WASHINGTON — The 2008 killing of a prison guard in Atwater, Calif., has prompted the latest challenge to the federal death penalty as cruel and unusual punishment.
The sweeping new legal challenge seems like a long shot, especially with a conservative majority controlling the U.S. Supreme Court. The challenge, though, elevates the slaying of correctional officer Jose Rivera by two intoxicated prisoners into the realm of constitutional conflict, a place where justices often struggle.
“There’s some value to alerting the judge to these constitutional issues,” Richard C. Dieter, the executive director of the Death Penalty Information Center, said in an interview. “These broaden things, and get the court thinking about these other issues.”
Besides, Dieter added, “you never know what’s going to stick.”
In at least two prior cases since 2002, federal trial-level judges have found the death penalty to be unconstitutional. One, New York-based U.S. District Judge Jed Rakoff, reasoned that the possibility that an innocent inmate could be executed made the death penalty “tantamount to state-sponsored murder.” In Rakoff’s decision and another one, from a Vermont-based judge, appellate courts later reversed the trial-level judges.
Separately, the Supreme Court continues to confront lingering death-penalty questions, including an upcoming challenge by a Georgia inmate who’s contesting the state’s standard for proving mental retardation.
“These motions are worth making,” Dieter said, “because you don’t know how the judge is going to rule.”
On Monday, defense attorneys for Joseph Cabrera Sablan asked a U.S. District Court judge to declare the federal death penalty in violation of the Eighth Amendment. Sablan and fellow inmate James Ninete Leon Guerrero are charged with first-degree murder in correctional officer Jose Rivera’s death.
Sablan and Leon Guerrero have pleaded not guilty, though it’s really the potential punishment rather than the underlying crime they’re contesting.
“Persons convicted of the premeditated murders of (more than) 100 victims have received sentences less than death; contract killers with double-digit numbers of victims have received sentences less than death,” Sablan’s defense attorneys wrote. “To impose death in this case of an unpremeditated killing of a single man by two drunken inmates is arbitrary and capricious.”

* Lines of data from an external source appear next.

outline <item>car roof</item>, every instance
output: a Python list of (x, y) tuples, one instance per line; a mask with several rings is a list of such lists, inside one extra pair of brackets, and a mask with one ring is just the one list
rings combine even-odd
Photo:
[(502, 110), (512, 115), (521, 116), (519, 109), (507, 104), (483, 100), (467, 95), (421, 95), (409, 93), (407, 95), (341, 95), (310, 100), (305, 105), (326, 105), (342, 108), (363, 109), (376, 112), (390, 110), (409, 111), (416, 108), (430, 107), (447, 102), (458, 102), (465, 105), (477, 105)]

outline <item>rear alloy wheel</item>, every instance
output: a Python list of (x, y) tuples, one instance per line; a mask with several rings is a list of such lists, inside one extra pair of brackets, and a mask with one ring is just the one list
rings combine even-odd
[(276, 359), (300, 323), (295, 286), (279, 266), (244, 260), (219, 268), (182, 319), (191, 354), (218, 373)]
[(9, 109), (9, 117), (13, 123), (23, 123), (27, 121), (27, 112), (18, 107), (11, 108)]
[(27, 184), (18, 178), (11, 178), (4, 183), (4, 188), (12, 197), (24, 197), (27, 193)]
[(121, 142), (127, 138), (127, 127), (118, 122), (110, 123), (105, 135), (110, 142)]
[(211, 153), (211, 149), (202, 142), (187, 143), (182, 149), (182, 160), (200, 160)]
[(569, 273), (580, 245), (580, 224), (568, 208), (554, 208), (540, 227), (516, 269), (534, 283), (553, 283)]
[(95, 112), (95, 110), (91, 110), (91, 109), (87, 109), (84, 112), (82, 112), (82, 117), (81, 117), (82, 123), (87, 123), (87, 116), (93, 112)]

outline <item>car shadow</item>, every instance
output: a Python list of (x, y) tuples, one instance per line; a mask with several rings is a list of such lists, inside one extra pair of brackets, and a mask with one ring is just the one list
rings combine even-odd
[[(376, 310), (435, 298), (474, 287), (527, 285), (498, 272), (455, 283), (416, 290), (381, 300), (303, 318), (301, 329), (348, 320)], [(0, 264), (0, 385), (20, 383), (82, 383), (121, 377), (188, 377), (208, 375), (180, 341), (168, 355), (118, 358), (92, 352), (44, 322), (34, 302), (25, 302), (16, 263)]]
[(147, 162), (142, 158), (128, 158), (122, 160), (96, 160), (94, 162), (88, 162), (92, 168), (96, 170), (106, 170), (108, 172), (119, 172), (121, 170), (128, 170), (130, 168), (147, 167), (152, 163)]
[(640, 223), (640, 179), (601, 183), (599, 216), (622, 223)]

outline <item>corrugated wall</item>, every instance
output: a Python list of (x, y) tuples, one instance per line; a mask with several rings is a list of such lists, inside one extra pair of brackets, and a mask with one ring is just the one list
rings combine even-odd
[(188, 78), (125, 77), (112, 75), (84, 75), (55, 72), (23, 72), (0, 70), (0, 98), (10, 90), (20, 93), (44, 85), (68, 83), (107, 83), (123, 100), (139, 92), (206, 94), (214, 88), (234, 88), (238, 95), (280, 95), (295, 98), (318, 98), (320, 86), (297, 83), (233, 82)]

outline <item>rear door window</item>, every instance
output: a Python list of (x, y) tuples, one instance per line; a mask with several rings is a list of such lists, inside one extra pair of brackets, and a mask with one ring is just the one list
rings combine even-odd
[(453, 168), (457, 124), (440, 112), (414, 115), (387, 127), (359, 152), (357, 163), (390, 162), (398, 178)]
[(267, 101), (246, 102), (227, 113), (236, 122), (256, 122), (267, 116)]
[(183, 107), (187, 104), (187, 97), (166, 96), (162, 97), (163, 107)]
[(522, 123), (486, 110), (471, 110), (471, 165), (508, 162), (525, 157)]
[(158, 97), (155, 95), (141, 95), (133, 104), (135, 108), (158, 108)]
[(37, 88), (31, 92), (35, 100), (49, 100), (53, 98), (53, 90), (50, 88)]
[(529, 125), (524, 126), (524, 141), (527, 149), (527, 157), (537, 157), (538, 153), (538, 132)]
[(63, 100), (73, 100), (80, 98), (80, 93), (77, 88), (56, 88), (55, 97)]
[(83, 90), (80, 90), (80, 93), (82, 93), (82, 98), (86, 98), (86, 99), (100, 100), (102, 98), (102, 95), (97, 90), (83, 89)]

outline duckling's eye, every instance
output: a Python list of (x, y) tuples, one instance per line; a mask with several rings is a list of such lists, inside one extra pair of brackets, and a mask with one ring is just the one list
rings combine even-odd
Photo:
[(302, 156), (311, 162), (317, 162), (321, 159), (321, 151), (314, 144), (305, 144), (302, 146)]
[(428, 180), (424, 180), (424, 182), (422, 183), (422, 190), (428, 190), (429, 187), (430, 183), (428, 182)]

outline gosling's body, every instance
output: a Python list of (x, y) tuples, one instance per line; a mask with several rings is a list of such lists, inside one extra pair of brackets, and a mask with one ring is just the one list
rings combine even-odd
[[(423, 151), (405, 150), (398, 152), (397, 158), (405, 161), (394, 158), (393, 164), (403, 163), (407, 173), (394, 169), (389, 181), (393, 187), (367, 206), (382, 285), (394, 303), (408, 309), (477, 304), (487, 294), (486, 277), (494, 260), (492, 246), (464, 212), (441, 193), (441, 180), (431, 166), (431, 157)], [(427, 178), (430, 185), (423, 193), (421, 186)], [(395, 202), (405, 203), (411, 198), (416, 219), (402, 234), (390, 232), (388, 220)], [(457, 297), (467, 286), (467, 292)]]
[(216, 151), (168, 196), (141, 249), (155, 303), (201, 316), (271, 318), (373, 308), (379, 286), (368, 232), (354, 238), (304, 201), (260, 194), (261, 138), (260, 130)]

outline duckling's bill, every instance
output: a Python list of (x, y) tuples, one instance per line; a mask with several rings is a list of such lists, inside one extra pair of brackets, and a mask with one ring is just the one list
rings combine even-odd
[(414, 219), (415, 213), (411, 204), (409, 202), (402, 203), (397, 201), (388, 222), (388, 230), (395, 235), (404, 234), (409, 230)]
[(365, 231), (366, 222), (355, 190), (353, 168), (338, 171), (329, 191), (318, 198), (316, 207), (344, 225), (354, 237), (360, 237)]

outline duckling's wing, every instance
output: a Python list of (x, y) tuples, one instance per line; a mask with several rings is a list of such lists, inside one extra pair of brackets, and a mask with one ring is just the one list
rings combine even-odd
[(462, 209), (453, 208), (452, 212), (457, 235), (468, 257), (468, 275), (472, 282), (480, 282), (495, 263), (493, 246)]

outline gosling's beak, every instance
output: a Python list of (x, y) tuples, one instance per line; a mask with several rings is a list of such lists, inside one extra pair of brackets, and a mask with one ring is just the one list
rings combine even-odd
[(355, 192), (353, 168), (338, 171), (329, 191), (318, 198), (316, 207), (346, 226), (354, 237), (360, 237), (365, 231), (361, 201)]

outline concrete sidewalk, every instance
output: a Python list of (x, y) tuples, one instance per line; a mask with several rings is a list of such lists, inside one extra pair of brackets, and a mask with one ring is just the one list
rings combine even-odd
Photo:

The defense attorneys acknowledge in their Sept. 9 legal filing that “Sablan suddenly stabbed Officer Rivera with the approximately 9-inch long, ice pick-shaped shank while Officer Rivera was locking Mr. Leon Guerrero in his cell.” Though Sablan stabbed Rivera “approximately 27 times,” the defense attorneys wrote, they say that Sablan “did not intend to kill him and has repeatedly expressed his remorse and regret for having done so.”
Videotape from U.S. Penitentiary Atwater shows the three-minute-long incident on June 20, 2008, which reportedly included the two inmates chasing the guard and Leon Guerrero holding down Rivera while Sablan stabbed the 22-year-old Navy veteran.
The case has since been entangled in extensive legal wrangling, with some of the key questions still unresolved. Defense attorneys have asked that U.S. District Judge Philip Pro try Sablan and Leon Guerrero separately. The attorneys also want a change of venue, to avoid possibly tainted juries, and they’re arguing that Leon Guerrero’s limited mental capacity renders him ineligible for the death penalty. In a 6-3 decision, the U.S. Supreme Court in 2002 banned the execution of mentally retarded inmates.
The motion filed Monday cites newly compiled statistics as evidence that the federal death penalty is applied arbitrarily and capriciously.
Justice Department figures show that 4,624 federal homicide defendants were prosecuted from 1995 to 2006. Of these, capital prosecutions were authorized for 331 defendants. Forty-seven were sentenced to death, and three have been executed.
“There simply is no penologically legitimate reason why the United States selects some for capital prosecution . . . while never even considering the majority of cases in which federal capital crimes were committed,” Sablan’s defense attorneys wrote.
The U.S. attorney general must sign off on any effort by federal prosecutors to seek the death penalty, following a review by Justice Department headquarters. The first death-penalty certifications made by Attorney General Eric Holder were for the prosecutions of Sablan and Leon Guerrero.
“Sablan committed the offense in an especially heinous, cruel or depraved manner,” federal prosecutors asserted in a legal filing earlier this year, further stressing that “capital punishment has an essential function as an expression of society’s moral outrage at particularly offensive conduct.”
As of June, 25 federal death-penalty cases were in court or awaiting trial, according to the Federal Death Penalty Resource Center Project, which advises federal public defenders and others.
The U.S. Supreme Court, meanwhile, continues to revisit the rules that govern the state-level death penalty.
On Sept. 30, justices are scheduled to review a petition from a Georgia death row inmate who murdered his girlfriend and then, later, a fellow prisoner. The inmate, Warren Lee Hill, has an IQ that’s been variously scored as 70 or 77, and he’s challenging Georgia’s uniquely strict requirement that defendants prove their mental retardation “beyond a reasonable doubt” in order to avoid execution.